For the moment, Mr Cameron is sticking to the official position that the question of Scottish independence is already settled, and that the matter won't be revisited. But officials in London know this is not a position that can be maintained for long in the face of determined Scottish opposition, which is only likely to increase as the separation negotiations with the EU begin.
An even thornier problem confronts the British government in Northern Ireland.
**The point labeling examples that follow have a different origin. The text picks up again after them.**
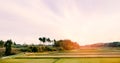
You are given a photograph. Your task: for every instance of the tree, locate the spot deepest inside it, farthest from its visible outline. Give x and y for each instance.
(1, 43)
(8, 48)
(42, 39)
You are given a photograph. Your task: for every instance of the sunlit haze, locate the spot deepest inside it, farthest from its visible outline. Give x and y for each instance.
(82, 21)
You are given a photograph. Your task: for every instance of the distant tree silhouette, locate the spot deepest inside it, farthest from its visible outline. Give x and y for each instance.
(8, 48)
(1, 43)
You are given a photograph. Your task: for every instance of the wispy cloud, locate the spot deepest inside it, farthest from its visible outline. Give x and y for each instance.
(84, 21)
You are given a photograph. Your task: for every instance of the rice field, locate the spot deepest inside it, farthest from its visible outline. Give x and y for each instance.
(86, 56)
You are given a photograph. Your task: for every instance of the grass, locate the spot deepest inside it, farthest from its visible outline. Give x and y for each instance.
(62, 60)
(37, 57)
(27, 60)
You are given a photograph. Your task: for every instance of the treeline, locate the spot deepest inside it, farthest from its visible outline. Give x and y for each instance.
(110, 44)
(46, 44)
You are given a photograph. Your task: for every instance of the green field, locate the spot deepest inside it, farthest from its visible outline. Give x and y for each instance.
(63, 60)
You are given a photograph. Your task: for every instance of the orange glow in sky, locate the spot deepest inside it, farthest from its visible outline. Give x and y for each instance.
(83, 21)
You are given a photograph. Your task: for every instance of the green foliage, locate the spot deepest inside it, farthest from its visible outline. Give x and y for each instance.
(8, 48)
(1, 43)
(66, 45)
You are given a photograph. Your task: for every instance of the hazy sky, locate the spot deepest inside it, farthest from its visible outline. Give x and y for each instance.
(83, 21)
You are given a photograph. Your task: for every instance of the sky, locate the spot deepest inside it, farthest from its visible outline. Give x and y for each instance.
(82, 21)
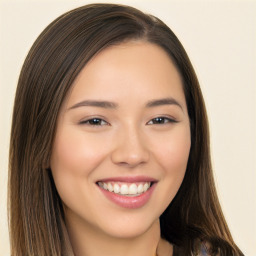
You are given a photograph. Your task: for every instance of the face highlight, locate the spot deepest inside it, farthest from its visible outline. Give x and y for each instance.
(122, 141)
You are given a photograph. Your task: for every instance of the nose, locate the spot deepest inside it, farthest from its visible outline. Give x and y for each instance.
(130, 149)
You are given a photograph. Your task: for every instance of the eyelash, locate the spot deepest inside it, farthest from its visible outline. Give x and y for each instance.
(157, 121)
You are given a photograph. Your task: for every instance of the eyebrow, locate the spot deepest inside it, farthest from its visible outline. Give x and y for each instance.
(164, 101)
(113, 105)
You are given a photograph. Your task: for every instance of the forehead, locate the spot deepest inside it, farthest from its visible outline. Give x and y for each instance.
(127, 68)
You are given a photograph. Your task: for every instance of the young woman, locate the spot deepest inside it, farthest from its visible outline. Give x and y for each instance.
(109, 150)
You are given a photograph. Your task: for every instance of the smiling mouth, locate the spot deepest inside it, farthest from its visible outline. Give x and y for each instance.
(125, 189)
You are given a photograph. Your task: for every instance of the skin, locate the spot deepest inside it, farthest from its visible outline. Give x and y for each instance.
(130, 141)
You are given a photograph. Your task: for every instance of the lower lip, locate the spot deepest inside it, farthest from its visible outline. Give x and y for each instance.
(131, 202)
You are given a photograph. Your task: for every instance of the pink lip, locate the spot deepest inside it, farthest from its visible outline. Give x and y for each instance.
(130, 179)
(126, 201)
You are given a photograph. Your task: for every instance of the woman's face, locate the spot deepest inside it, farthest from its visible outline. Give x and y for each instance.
(122, 141)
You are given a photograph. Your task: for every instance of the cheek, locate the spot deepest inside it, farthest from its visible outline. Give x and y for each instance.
(173, 151)
(173, 156)
(75, 153)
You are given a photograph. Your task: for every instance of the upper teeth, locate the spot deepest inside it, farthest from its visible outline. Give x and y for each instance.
(125, 188)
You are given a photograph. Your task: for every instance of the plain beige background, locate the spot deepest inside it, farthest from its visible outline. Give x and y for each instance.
(220, 38)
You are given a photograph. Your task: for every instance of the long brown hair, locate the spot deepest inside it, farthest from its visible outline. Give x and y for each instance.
(54, 61)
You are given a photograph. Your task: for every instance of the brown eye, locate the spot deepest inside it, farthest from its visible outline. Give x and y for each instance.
(94, 122)
(161, 120)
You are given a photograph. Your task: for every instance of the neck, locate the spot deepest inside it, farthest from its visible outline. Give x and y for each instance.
(85, 240)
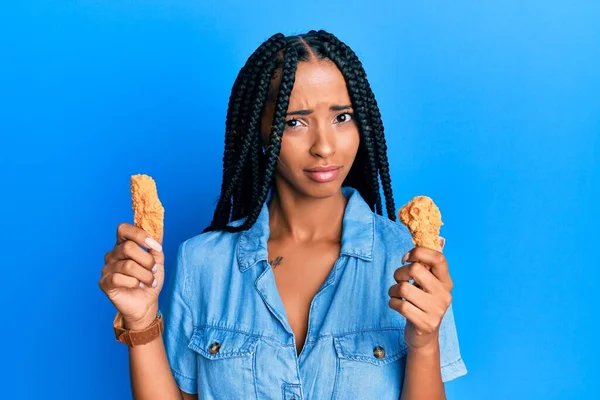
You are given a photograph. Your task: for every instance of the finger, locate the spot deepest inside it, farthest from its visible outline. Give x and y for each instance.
(422, 276)
(118, 281)
(433, 259)
(130, 250)
(412, 294)
(134, 270)
(127, 231)
(410, 311)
That province also voted decisively for Britain to remain in the EU, and its wish is also likely to be overruled.
The snag is that Northern Ireland is the only part of Britain to have a land border, and that is with Ireland, which will remain a member of the EU.
Britain's departure from the EU will, therefore, mean the imposition of border controls with Ireland, for the first time in centuries, since the two countries did not have border controls before they became members of the EU, and they joined the bloc at the same time.
The prospect of border controls infuriates Irish Catholics in Northern Ireland because it is a painful reminder of their separation from the Irish Republic.
Mr Martin McGuinness, one of the top leaders in Sinn Fein, the ultra-nationalist movement in Irish Catholic politics, has already called for a referendum to unite Northern Ireland with the Irish Republic. "The people of the north of Ireland have made it clear at the polls that they wish to remain in the EU," Mr McGuinness said.
Ms Arlene Foster, the province's First Minister, who belongs to the majority Protestants, has rejected Mr McGuinness' proposal as "predictable as flowers in May".
"I think we are now entering a new era of an even stronger United Kingdom," she said, expressing support for the British government's separation negotiations with the EU.
Still, both Ms Foster and the authorities in London know that the introduction of border controls with Ireland is precisely the sort of emotional subject that can destroy the fragile truce that ended decades of violence between Catholics and Protestants.
Mr Cameron hopes to address many of these problems by offering to include Scottish and Northern Irish representatives in the British team of negotiators with the EU. But even if that were to happen, there are other untidy leftovers from the age of the British Empire which also need addressing.
Gibraltar, a sliver of British territory on the southern tip of Spain, also voted to stay in the EU since its economy depends on trade with Spain. Gibraltarians will now be faced with the unappealing prospect of having to put up with border controls, and Spain is unlikely to be very friendly, since it has a claim to the territory.
Mr Jose Manuel Garcia-Margallo, the acting Spanish Foreign Minister, has already called on Britain to share its sovereignty over Gibraltar with Spain; the idea is that Gibraltar could become a bridge between the two nations. The British government did not even bother to respond to this offer, but the problem of Gibraltar needs to be addressed, and Spain's cooperation will be crucial.
With goodwill, plenty of solutions to these problems exist, and officials in London are already scrambling to formulate them to the prime minister who will replace Mr Cameron.
Still, Britain's exit from the EU remains a journey into the unknown. And one in which the UK's own survival can no longer be taken for granted.